A system wide speech command and control system that will extend to key apps and a few external apps. It will have templated dialogues for known domains and a basic API for developers to apply speech facilities to their own apps. There may be a limited attempt at integrating an application's capabilities, "I want to check in" [to 4-square] into the system. These will be accessed with a common button- perhaps a long press on home.
It will have a wearing and mechanical feel- frustrating if the recognition goes awry and with no ability to recover broken dialogues. A good trick, and one that gets usage, but ultimately has a feeling of being half-done. It will be an important milestone along the road of talking usefully with computers, but fall short of the techniques we will use and the interfaces we will need for talking to computers in general.
I'll stick my neck out and say that I think the personal assistant thing will be a flub, like Ping. It's not the idea which is a problem- it's a fine idea, but that the implementation is too brittle and has many integration difficulties. I think Norman Winosky has been overstating its capabilities, and he's been out of the product loop for a while now. You can learn about some of their thinking here.

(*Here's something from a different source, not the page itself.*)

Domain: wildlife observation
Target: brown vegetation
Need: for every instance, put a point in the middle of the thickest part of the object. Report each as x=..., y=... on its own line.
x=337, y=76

On disintermediating Google. Apple has shown little capability in the mass data sphere (social, advertising) preferring scaled versions of curatorship like the app store approvals process. I expect them to continue this: speech on the iPhone will give you access to a small number of services rather than the web in general. Though they do have jobs advertising for, "Demonstrated experience with Nuance Recognizer, IBM WebSphere Voice, Google Voice, or similar voice search tool". That last bit is a bit mixed up, but let's assume they mean Google Voice Search. Perhaps in a future version.